A similar error is the post hoc ergo propter hoc fallacy (i.e., after this, therefore because of this). This involves assuming that the order of events implies causation.
Spurious Correlation
The false cause fallacy can also occur when there is no real relationship between variables despite a correlation. For example, there is a genuine statistical correlation between movies released featuring Nicolas Cage and the number of people who drown in US swimming pools each year.
If correlation implied causation, we might assume that Nicolas Cage movies are deadly around water. But this would be at best a hasty conclusion.
As with the windmill example above, correlation alone is not proof of causation. If we truly wanted to say that one of these variables caused the other one, we would need to explain how Nicolas Cage movies are related to pool deaths. And we’d need evidence that the two things were connected.
Without this, we’re left with a spurious correlation (i.e., two things that coincidentally overlap in some way). And we cannot draw any useful conclusions from this kind of relationship between variables.

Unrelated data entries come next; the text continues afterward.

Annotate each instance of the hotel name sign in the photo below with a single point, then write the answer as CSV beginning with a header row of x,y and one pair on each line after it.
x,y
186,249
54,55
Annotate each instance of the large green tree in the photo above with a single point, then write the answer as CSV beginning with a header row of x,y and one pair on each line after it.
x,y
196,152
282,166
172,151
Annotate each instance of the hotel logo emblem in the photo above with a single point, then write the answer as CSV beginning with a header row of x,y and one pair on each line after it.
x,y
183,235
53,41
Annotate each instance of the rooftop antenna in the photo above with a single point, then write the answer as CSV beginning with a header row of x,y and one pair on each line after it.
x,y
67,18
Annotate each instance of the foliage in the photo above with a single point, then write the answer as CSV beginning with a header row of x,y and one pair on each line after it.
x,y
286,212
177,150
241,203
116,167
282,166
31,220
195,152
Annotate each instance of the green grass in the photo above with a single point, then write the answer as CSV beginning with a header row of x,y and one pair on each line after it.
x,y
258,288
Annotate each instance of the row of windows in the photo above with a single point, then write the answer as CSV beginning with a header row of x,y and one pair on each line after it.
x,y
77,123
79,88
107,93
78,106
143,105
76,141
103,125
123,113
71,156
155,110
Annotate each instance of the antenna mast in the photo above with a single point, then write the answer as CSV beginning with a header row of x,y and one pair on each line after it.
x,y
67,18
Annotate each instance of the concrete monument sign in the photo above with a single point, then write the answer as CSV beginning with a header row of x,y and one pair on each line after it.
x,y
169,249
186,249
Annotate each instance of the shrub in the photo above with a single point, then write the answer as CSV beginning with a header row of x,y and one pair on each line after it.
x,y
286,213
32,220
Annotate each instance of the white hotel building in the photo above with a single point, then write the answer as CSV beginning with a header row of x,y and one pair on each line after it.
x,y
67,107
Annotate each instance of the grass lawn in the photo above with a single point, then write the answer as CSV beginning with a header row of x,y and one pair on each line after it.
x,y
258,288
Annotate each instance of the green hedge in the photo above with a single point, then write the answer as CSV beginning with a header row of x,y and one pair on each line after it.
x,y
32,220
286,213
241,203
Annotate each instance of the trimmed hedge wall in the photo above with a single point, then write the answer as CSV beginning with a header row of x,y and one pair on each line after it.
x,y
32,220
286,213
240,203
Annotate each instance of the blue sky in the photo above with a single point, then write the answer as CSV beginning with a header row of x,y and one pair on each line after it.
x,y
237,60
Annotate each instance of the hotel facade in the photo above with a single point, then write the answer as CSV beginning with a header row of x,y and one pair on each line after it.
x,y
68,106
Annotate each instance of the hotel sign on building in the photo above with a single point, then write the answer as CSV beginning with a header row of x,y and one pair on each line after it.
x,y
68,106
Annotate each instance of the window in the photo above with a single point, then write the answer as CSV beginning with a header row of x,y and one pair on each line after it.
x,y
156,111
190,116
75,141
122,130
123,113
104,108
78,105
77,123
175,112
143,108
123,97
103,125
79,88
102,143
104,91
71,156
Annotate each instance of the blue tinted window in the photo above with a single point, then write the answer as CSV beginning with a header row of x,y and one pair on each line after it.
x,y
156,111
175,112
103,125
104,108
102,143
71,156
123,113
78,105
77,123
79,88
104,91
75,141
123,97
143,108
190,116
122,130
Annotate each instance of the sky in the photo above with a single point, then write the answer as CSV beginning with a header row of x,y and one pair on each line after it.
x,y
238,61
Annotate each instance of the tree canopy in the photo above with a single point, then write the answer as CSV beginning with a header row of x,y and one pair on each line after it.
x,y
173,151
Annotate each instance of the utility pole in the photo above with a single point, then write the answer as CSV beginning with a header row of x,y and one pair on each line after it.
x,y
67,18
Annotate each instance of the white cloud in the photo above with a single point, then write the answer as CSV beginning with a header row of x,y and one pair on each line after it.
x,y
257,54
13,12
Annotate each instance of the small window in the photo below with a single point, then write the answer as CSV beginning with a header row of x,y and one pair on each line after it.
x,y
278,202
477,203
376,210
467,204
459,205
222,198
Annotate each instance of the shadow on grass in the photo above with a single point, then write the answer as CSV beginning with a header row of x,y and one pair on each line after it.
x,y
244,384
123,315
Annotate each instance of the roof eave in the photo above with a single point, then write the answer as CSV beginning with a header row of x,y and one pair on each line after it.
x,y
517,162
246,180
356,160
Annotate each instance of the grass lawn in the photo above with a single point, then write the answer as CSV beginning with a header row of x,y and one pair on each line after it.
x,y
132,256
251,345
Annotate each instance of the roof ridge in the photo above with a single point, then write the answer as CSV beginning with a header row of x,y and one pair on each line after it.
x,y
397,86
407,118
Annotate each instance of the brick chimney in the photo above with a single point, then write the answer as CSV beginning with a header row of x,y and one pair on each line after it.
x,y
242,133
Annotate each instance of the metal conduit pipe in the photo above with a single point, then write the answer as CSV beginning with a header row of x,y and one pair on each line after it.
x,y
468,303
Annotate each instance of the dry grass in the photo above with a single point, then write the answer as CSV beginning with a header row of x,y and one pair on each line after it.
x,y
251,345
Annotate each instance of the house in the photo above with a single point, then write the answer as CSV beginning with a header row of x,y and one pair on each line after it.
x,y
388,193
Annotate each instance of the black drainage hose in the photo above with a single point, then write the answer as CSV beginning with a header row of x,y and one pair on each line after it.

How to Avoid False Cause Fallacies
So, then, how do you avoid the false cause fallacy in your own work? We have a few tips that you might want to follow:
- Remember that correlation does not equal causation. It is fine to report a correlation in your data, but you cannot assume a cause and effect relationship from that alone.
- Always consider how variables in a correlation are related. Think about non-causal explanations, such as pure coincidence. Is there enough data to suggest a strong correlation between two variables?
- Consider whether other variables could explain the correlation. For example, ice-cream sales and hospital admissions for heat stroke are positively correlated because both are influenced by a third variable (i.e., high temperatures), not because eating ice-cream causes heat stroke.
- If you are going to argue that a correlation suggests a causal relationship between variables, back this up with evidence.
Don’t forget, too, that having your work proofread can help you express yourself clearly. And the more clearly you can set out your arguments, the easier it will be to avoid false cause fallacies.